Post
Topic
Board Bitcoin Discussion
Merits 2 from 1 user
Re: Bitcoin puzzle transaction ~32 BTC prize to who solves it
by
kTimesG
on 27/01/2025, 16:03:10 UTC
⭐ Merited by WanderingPhilospher (2)
I guess my "issue" with the above math, taking the 10 character prefix, as an example:

If you ran this:
Code:
min = base58.b58decode('1BY8GQbnueY11111111111111111111111').hex()
max = base58.b58decode('1BY8GQbnueYzzzzzzzzzzzzzzzzzzzzzzz').hex()

for every possible 10 character prefix, from:

Code:
min = base58.b58decode('1111111111111111111111111111111111').hex()
max = base58.b58decode('11111111111zzzzzzzzzzzzzzzzzzzzzzz').hex()

through:

Code:
min = base58.b58decode('1zzzzzzzzzz11111111111111111111111').hex()
max = base58.b58decode('1zzzzzzzzzzzzzzzzzzzzzzzzzzzzzzzzz').hex()

and each one spits out "425", then that is more than 2.5 times larger than the 66 bit range. 58^10 x 425   /   2^66  =  2.48

I know this is all hypotheticals, but I struggle with the above formula because of how much larger it actually is versus a 66 bit range.

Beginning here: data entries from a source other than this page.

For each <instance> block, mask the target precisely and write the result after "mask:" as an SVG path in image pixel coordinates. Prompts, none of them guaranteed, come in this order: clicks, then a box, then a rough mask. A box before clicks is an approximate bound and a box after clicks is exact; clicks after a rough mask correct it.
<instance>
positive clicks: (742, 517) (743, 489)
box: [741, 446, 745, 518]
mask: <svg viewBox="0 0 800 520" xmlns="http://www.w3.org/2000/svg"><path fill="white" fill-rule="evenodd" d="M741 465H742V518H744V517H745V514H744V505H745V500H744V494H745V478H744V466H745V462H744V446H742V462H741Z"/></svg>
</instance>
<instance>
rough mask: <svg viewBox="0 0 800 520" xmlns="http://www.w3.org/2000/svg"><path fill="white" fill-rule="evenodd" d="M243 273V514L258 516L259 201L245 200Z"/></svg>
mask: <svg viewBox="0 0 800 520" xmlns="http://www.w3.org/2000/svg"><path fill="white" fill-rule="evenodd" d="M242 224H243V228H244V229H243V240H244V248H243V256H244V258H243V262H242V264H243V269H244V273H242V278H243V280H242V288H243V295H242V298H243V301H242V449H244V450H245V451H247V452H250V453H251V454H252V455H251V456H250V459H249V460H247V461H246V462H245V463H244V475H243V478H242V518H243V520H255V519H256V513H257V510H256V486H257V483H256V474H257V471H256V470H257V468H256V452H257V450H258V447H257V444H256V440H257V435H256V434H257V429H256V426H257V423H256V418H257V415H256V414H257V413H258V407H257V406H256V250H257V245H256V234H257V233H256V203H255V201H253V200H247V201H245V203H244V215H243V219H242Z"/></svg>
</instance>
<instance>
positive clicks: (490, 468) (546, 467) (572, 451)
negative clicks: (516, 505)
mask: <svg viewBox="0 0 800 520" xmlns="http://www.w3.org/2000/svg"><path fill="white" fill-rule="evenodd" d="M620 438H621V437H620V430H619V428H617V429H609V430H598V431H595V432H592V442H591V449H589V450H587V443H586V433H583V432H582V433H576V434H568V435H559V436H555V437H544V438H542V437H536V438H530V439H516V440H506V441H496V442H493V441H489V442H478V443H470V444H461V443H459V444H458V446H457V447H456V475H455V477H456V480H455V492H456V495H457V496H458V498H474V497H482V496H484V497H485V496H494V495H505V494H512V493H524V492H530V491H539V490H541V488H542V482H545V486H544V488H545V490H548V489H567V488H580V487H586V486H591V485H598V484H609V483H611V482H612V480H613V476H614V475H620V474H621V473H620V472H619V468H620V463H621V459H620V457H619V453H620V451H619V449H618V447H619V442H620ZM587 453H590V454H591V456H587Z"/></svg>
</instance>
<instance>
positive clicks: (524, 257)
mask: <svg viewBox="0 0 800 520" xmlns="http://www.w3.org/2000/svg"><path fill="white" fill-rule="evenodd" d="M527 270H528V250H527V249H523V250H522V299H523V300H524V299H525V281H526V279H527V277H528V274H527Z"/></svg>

Maybe I will run some smaller, but quicker tests, just to see how close each formula is.

You are totally correct that 58**10 * 425 > 2**66, but I fail to understand why is this important?

Yes, every base58 char can have values (0, 57), but if you do log(2**160, 58) you will see that it is not an exact integer (and we can't have addresses with a fractional length, right?), so your formula needs to be adjusted so that those "10 characters prefix" means "10 out of an average 27.3132 characters", and/or the base is also lower than 58, since any given character of an address encodes on average less than 58 values (so that x**addr_len == 2**160).

Anyway, this only shows further how useless it is to use the prefix as any sort of reliable attack, instead of the RIPEMD hash directly.